Ты забываешь, что искренний друг —

тот, кто говорит с тобою откровенно,

а не тот, кто скрывает от тебя ошибки твои;

тот, кто порицает тебя, а не оправдывает;

тот, кто поклоняется истине,

а не тот, кто готов отомстить

за оскорбления твои.

Ибо всякий, кто возражает,

пробуждает спящую добродетель

и внушает спасительные страхи.

Что же до меня, одетого в траур,

я оплакиваю мимолетную,

ускользающую жизнь,

и каждый раз, когда вижу караван,

подстегиваемый предводителем,

из груди моей вырываются стоны.

Я подобен проповеднику в мечети,

одетому в черное.

Но к сожалению, лишь немые предметы

отзываются на пророческий глас мой.

О тугоухий! Проснись!

Пойми же наконец знак утреннего облака,

ведь все на земле хотят

что-нибудь услышать в безмолвном мире!

Но ты не слышишь меня. Не слышишь.

Я говорю с мертвецом.

— А теперь, если хотите, о мои повелители и повелительницы, я расскажу вам песню удода.
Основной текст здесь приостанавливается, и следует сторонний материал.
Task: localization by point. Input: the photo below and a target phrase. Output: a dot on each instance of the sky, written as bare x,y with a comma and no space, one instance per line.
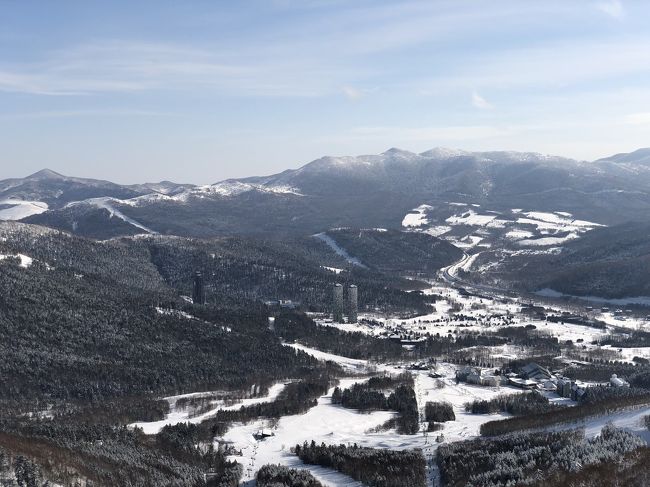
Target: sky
200,91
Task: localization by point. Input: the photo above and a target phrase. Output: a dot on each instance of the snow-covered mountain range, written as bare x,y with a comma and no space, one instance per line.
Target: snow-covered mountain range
368,191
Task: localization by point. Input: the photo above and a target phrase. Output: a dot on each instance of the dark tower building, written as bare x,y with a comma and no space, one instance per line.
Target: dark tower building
337,303
353,303
198,293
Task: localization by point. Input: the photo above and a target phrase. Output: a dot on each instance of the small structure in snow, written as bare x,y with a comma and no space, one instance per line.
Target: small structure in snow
263,434
616,381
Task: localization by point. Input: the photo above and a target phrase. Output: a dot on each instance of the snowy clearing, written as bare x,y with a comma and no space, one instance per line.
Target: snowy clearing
20,209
Когда я прибыл из Сабы[59] посланником любви,

я передал золотому царю письмо от царицы

с миндальными лазурными глазами.

И Сулейман сказал мне:

«О удод, ты принес мне новости из Сабы,

которые заставили мое сердце биться чаще».

И он осыпал меня своими милостями

и надел мне на голову эту

очаровательную корону, которую я с тех пор храню.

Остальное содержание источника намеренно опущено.